Hi,
I am following examples from Marz' book, and playing with Pail and graph thrift schema.
Anyway, I noticed following issues, so you correct me if I'm wrong:
1. There is no way to specify Hadoop Configuration for Pail utility MR jobs (for example - snapshot()). I peek into the code, and I can see that JobConf is created without taking any Configuration parameter from anywhere, so the only way to set Jobtracker address and other Hadoop properties was to place core-site.xml and mapred-site.xml in root of my classpath, because that's the default location that is checked automatically.

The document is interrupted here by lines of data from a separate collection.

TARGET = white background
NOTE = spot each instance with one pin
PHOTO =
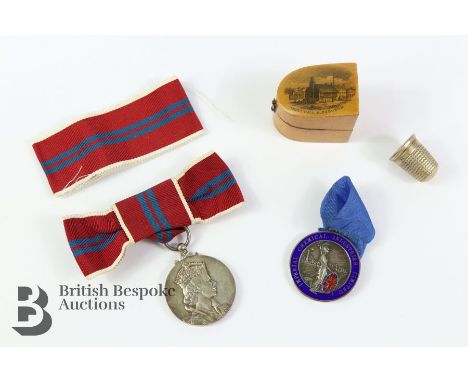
(412, 289)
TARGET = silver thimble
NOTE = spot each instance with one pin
(413, 157)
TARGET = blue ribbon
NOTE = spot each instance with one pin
(343, 211)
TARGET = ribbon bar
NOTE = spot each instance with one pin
(204, 190)
(136, 131)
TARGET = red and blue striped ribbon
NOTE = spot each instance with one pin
(91, 146)
(205, 189)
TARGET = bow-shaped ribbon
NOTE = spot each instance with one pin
(205, 189)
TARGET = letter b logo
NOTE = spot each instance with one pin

2. Source PailTap should read stored records from specified Pail using registered structure (in pail.meta), so only path to existing Pail should be sufficient. Even EAP version of Big data book says so, by giving example of source pailtap, something like:
Tap sourceTap = new PailTap("/path/to/source/pail");
Unfortunately, this constructor that takes only String path doesn't work since it does not use registered PailStructure while reading, thus throwing errors when I try to sink that sourced data into target PailTap, such as:
Caused by: java.lang.ClassCastException: org.apache.hadoop.io.BytesWritable cannot be cast to com.marcinko.bigdatalab.domain.Data
(jus a note, both sing and source PailTap use my data object)
After using other constructor for my sink PailTap, the one that takes PailTap.Options as second argument, then stuff worked:
public static PailTap constructSourcePailTap(Pail pail) {
PailTap.PailTapOptions opts = new PailTap.PailTapOptions();
opts.spec = pail.getSpec();
return new PailTap(pail.getRoot(), opts);
// return new PailTap(pail.getRoot()); // this doesn't work!!!
}
Regards,
Vjeran